I hooked my arm around her neck and pulled her to me. “And I’m glad that you call him and not me ‘Poppy’. I’m far too young to be called that. He looks older than me anyway. It’s that white side of him.”

She jabbed me in the side with her elbow. “That’s mean and racist, and I’m half of him.”

I groaned. “How is it racist when it’s the truth? Black don’t crack. Just be glad your Mama got a lot of melanin in her skin.”

We walked toward the house.

“Ooh, I’m telling him what you said.”

“Tell him. I’m not scared of him,” I said before squeezing her shoulder. “I’m kidding. Don’t tell him. I hate when he calls me ‘St. Patrick’ like I’m in trouble.”

“He does do that. Alright, I won’t tell.” Elle showed off her dimpled smile again. “Grandma is making brisket and potato salad and black-eyed peas.”
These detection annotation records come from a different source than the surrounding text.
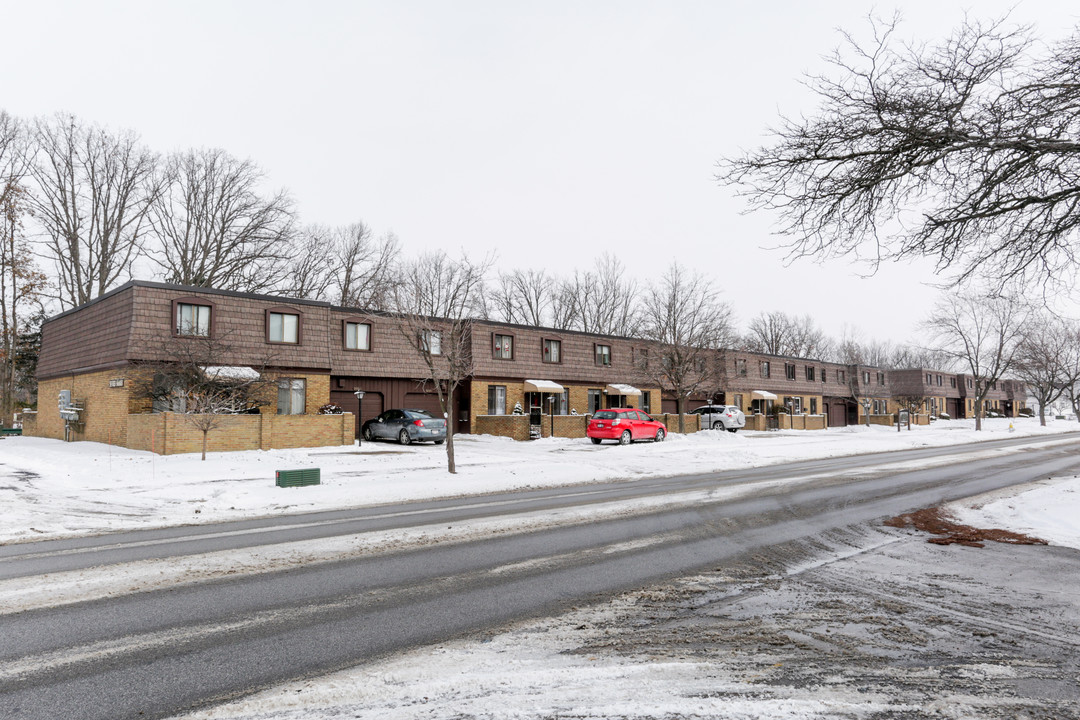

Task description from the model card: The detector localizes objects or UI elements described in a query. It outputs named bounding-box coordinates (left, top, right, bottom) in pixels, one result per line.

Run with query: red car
left=585, top=408, right=667, bottom=445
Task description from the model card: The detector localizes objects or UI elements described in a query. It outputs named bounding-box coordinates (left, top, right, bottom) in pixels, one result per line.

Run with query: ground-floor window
left=487, top=385, right=507, bottom=415
left=278, top=378, right=307, bottom=415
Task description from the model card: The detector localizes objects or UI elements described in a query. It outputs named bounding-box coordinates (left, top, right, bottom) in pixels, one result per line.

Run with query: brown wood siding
left=38, top=288, right=133, bottom=380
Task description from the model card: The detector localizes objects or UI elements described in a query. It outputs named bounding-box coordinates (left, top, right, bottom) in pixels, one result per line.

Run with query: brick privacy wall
left=652, top=412, right=701, bottom=433
left=31, top=370, right=130, bottom=445
left=38, top=290, right=132, bottom=379
left=473, top=415, right=529, bottom=440
left=129, top=412, right=353, bottom=454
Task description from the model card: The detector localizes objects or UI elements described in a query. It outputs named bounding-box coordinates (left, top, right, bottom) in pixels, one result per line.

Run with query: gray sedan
left=362, top=410, right=446, bottom=445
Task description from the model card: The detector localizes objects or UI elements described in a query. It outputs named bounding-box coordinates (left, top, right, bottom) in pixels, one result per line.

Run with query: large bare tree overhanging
left=148, top=149, right=295, bottom=293
left=923, top=293, right=1030, bottom=430
left=30, top=116, right=160, bottom=308
left=635, top=263, right=732, bottom=433
left=393, top=252, right=491, bottom=473
left=717, top=18, right=1080, bottom=283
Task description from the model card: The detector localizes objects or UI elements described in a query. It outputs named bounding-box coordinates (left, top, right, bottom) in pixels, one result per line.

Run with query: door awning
left=525, top=380, right=566, bottom=393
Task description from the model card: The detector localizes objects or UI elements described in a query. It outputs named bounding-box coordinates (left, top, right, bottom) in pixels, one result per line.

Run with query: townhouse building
left=24, top=281, right=1024, bottom=453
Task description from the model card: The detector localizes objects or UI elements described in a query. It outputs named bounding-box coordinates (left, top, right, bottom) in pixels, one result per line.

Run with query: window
left=487, top=385, right=507, bottom=415
left=543, top=340, right=563, bottom=363
left=420, top=330, right=443, bottom=355
left=589, top=390, right=600, bottom=415
left=267, top=311, right=300, bottom=344
left=278, top=378, right=307, bottom=415
left=345, top=322, right=372, bottom=350
left=175, top=302, right=211, bottom=338
left=593, top=345, right=611, bottom=365
left=489, top=335, right=514, bottom=362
“She told me. Can’t wait.” I rubbed my stomach. “Where are your brothers?”

“On the phone with their girlfriends.” Elle turned up her nose.
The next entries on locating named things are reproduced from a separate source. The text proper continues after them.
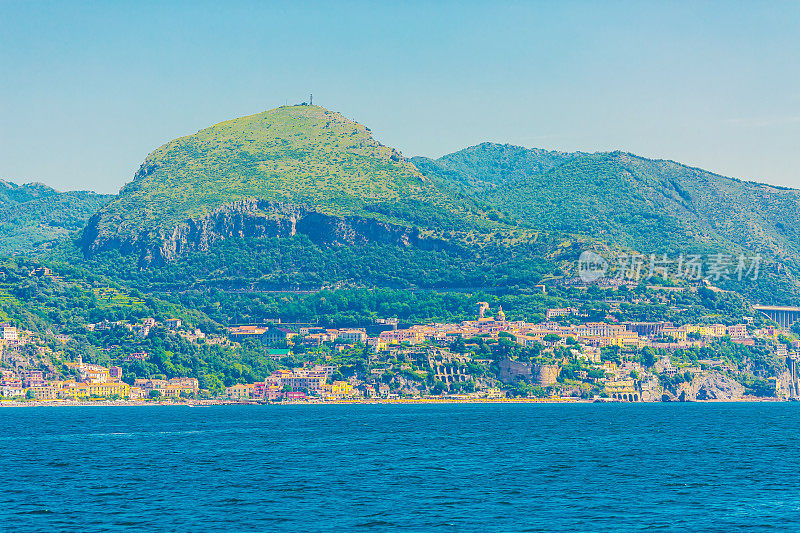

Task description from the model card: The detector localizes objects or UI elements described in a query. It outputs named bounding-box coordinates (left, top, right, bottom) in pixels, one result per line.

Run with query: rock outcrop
left=80, top=198, right=452, bottom=265
left=498, top=358, right=561, bottom=386
left=678, top=372, right=744, bottom=401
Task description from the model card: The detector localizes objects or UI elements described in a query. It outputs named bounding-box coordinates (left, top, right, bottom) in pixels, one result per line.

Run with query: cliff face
left=678, top=372, right=744, bottom=401
left=85, top=198, right=451, bottom=266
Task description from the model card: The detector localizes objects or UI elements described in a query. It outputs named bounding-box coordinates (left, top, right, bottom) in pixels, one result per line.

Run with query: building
left=605, top=379, right=640, bottom=402
left=547, top=307, right=578, bottom=319
left=108, top=366, right=122, bottom=381
left=164, top=318, right=183, bottom=329
left=625, top=322, right=675, bottom=337
left=338, top=329, right=367, bottom=344
left=0, top=324, right=19, bottom=342
left=133, top=378, right=200, bottom=398
left=322, top=381, right=355, bottom=398
left=23, top=370, right=45, bottom=387
left=225, top=383, right=255, bottom=400
left=59, top=381, right=131, bottom=400
left=727, top=324, right=747, bottom=341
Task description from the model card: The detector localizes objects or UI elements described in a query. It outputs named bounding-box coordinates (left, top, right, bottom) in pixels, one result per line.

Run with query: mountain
left=0, top=180, right=113, bottom=255
left=81, top=105, right=488, bottom=264
left=413, top=143, right=800, bottom=268
left=70, top=105, right=800, bottom=303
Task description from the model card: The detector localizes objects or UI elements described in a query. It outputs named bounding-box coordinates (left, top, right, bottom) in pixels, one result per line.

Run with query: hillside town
left=0, top=296, right=800, bottom=403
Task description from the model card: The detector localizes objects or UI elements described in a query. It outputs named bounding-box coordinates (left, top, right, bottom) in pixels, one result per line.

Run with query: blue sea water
left=0, top=403, right=800, bottom=533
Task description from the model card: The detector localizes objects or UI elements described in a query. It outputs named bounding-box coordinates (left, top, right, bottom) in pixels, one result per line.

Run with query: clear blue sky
left=0, top=0, right=800, bottom=192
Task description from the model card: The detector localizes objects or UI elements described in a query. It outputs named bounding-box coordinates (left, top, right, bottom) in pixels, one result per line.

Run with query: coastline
left=0, top=397, right=791, bottom=409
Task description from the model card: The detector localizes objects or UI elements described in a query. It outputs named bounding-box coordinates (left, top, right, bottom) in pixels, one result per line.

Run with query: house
left=267, top=348, right=292, bottom=361
left=261, top=327, right=296, bottom=344
left=225, top=383, right=255, bottom=400
left=0, top=324, right=19, bottom=341
left=727, top=324, right=747, bottom=340
left=164, top=318, right=182, bottom=329
left=339, top=329, right=367, bottom=343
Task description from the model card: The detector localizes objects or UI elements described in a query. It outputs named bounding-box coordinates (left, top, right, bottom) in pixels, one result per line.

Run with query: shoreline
left=0, top=397, right=791, bottom=409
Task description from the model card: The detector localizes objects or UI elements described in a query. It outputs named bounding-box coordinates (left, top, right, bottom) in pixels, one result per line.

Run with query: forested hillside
left=0, top=180, right=113, bottom=255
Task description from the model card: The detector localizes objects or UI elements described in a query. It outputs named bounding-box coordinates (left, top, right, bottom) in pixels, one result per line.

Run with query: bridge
left=753, top=305, right=800, bottom=329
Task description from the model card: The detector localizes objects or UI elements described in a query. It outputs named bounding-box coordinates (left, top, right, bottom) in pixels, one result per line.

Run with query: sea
left=0, top=403, right=800, bottom=533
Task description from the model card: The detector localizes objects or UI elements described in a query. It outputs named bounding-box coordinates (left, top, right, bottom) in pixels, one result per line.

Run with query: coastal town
left=0, top=290, right=800, bottom=405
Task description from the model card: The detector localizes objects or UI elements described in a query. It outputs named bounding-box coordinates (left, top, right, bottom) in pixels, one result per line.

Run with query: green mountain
left=82, top=105, right=479, bottom=263
left=413, top=143, right=800, bottom=267
left=0, top=180, right=113, bottom=255
left=72, top=105, right=800, bottom=303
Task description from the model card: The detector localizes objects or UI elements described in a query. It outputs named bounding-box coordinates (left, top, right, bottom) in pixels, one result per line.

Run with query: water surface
left=0, top=403, right=800, bottom=533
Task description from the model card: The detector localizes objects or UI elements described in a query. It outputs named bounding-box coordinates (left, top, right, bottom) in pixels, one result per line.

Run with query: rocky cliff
left=80, top=198, right=452, bottom=265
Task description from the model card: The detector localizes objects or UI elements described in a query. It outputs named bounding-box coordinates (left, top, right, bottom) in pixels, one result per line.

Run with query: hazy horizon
left=0, top=2, right=800, bottom=193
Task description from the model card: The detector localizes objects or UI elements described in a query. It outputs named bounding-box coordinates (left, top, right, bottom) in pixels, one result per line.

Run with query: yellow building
left=28, top=385, right=59, bottom=400
left=322, top=381, right=353, bottom=398
left=225, top=383, right=254, bottom=400
left=605, top=379, right=639, bottom=402
left=61, top=382, right=131, bottom=400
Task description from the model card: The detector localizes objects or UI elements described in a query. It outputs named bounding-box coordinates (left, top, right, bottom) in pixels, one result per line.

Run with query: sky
left=0, top=0, right=800, bottom=193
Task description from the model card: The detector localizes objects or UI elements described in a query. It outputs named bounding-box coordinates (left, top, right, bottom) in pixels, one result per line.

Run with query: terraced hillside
left=0, top=180, right=112, bottom=255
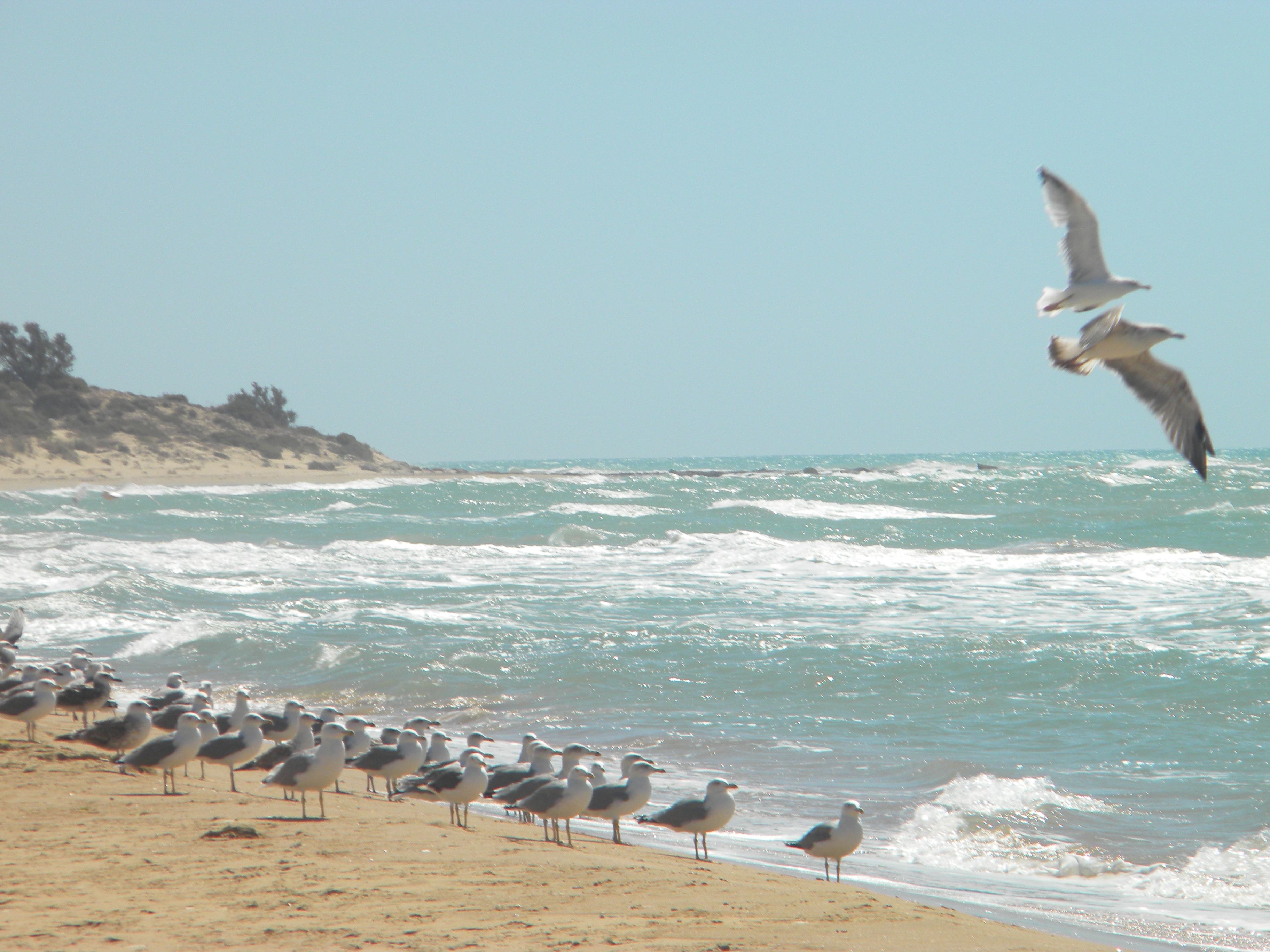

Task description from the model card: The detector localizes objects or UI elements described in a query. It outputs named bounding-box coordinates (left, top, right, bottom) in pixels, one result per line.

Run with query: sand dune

“Kani has a girlfriend?” I asked, wondering why I didn’t know. Unlike my older son, Sekani didn’t seem focused on girls.

She arched a brow. “It just happened over the break, so don’t tell him I told you.”

“Mouth shut.” I cleared my throat. “Um...do you have a...um... “.

“Daddy.” She dipped her head. “I’m not talking about this with you.”

“I mean, as long as you talk to Grey. He can tell you about what to watch out for in boys.”

“Ugh, no. He’s worse than you. He thinks my running shorts that everyone wears are too short.” She shook her head vehemently. “I’m not seeing anyone, okay? Boys want too much of your time.”

I really couldn’t argue with that. Wasn’t I irritated with Brooklyn for focusing on her career more than me? Well, partially. There was still this little thing that I wasn’t sure I could trust that she wouldn’t go back to her ex.

“Once you meet a guy who likes and accepts you for you, and understands that your goals require a lot of your time, then he’s the one.

” Elle waited for me to open the door, and I waved my hand over the sensor.

“Once you do meet him, and you need to talk about how to balance love and your goals, you can come to me anytime. I’ll try not to hate the whole time. ”

“Love you.” She rested her forehead on my chest for a second before she and the dogs rushed through the house as she led them to the large backyard, where they roamed freely.

“Love you.” Watching her jog away from me, an inexplicable sadness assailed.

One day, I wouldn’t be the most important man in her life. One day, Elle would be caught up in her own love life, like her brothers. One day, I would feel like Darren did towards Ethyn and try to keep her as my little girl.

But right now, I still had her, and we were all going to have a good time eating, playing games, watching movies, and ringing in the New Year together.

The frustration and anger I had for Brooklyn faded as I shifted my focus to my mother and my children and headed to the kitchen to sneak some beef when my mother wasn’t looking.